The next feeding at home (around 6 pm) she got about 3 1/2 oz. and there wasn't too much pain. We stretched her tongue before the feeding. 

Next feeding she started nursing on the right side. It took 6-8 tries before getting a semi-decent latch. It still hurt, maybe even worse than before the procedure. No position I tried made it feel better & she kept putting her hands in her face. It just seemed like she never opened her mouth wide enough. I stretched her tongue after the right side feeding and before the left side feeding. I noticed a small, white patch on her right side to the outside (left, closest to the cheek) and the diamond (where the cut is) looked like it had a small yellow area bordering the edges of the cut. Perhaps this is scar tissue or an infection. I will have the LC at Scripps look at it tomorrow. The left side initially hurt, but got a little better. She consumed almost 3 1/2 oz. 

So far I must say I regret the decision. I'm sure her mouth hurts, but as of right now she is eating less than she did prior to the procedure, I am having a more difficult time getting a good latch & it hurts when she nurses (possibly more now). 
7.28.11 --- The right side still hurts pretty bad, not just during initial latch, but the whole time. She is getting a little more milk than yesterday, but only from the left side. The right side is far behind. 

The whole incision area is yellow, so I guess that's normal for a mouth scab. I haven't seen the white patch at all today. 
7.29.11 --- It breaks my heart to have to use the tongue depressor every time she eats knowing I hurt her & that's why she's crying. 

It still hurts very bad (on the right side more). Very painful for initial latch & only eases up a little. She is getting a little more milk at each feeding today. I really hope this gets better soon. As of today, I still regret having her tongue clipped. 
7.30.11 --- It still hurts very bad on right side. I just can't seem to find a position where it doesn't hurt. She has the whole areola in her mouth, so I'm not sure why it hurts so bad. The left side doesn't hurt as bad. The initial latch is painful, but it gets better. I had to give her 1 feeding today in a bottle to give my sore nipples a break. She is getting more in a feeding now. Twice she got 8 oz.
8.4.11 --- I gave it a few days to see if I would get better & it has a little bit. It still hurts really bad on the right side for the first few minutes. 

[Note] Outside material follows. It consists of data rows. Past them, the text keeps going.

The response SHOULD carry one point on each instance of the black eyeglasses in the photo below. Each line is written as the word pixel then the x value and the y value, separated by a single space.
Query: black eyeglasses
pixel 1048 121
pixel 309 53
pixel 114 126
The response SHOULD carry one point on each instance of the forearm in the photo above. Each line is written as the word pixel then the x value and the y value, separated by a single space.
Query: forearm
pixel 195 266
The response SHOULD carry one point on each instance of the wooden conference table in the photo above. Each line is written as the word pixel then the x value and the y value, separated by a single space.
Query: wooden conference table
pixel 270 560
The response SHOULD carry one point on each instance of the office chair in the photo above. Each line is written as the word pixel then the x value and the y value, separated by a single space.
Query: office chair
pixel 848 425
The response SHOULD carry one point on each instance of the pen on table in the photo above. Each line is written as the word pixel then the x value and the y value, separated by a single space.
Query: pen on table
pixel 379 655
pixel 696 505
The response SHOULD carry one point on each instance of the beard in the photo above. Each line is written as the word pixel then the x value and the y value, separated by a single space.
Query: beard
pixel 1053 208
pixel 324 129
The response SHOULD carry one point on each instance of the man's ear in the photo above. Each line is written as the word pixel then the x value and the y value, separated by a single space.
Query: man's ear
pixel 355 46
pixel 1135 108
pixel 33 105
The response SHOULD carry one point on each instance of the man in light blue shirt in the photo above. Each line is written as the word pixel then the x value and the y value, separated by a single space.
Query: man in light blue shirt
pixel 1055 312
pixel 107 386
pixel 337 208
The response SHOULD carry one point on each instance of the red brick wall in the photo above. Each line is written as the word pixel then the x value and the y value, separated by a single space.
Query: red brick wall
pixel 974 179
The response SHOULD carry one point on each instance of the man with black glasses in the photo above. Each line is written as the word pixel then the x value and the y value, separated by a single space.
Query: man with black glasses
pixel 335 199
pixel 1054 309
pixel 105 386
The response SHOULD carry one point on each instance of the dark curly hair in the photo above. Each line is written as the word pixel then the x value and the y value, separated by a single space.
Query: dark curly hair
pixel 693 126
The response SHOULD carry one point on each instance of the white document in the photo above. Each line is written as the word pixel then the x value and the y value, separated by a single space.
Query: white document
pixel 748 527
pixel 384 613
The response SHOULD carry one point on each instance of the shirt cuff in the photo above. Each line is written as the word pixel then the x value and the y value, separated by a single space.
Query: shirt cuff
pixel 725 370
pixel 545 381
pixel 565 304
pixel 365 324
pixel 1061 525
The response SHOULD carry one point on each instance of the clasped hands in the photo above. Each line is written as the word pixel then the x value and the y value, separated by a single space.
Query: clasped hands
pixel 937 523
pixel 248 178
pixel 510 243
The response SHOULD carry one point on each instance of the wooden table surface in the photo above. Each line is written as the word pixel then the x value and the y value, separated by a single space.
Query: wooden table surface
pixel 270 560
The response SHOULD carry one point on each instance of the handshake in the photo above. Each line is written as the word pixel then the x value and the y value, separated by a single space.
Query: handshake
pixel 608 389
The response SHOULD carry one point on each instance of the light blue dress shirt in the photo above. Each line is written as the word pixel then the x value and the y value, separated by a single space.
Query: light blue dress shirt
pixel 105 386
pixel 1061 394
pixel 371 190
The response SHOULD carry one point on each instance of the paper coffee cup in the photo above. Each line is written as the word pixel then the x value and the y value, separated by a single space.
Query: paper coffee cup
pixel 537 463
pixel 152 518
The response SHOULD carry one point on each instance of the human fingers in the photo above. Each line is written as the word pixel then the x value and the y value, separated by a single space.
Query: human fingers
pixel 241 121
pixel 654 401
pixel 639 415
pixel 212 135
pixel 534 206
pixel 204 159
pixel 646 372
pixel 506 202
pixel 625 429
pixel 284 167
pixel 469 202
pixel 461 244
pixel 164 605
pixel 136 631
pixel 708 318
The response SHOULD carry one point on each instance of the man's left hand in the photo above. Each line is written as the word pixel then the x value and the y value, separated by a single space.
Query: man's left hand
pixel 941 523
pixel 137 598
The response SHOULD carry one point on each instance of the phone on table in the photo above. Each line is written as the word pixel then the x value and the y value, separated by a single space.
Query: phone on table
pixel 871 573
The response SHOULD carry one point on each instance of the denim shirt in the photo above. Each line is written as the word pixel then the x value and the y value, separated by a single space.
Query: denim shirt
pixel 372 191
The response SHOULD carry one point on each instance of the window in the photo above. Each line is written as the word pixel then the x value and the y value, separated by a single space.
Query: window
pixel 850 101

She is eating more at each feeding & eating less times during the day. She also seems to be sleeping longer & there is more time between feedings. However, my milk production is getting lower. There are times where she has to eat for twice the time to get the same amount of milk she did for the previous feeding. 
8.13.11 ---- Today (6:40 pm feeding) was the very first time she got a perfect latch on both sides & it didn't hurt at all. I thought she wasn't even on because there was absolutely no pain. Hopefully this will be the norm from now on.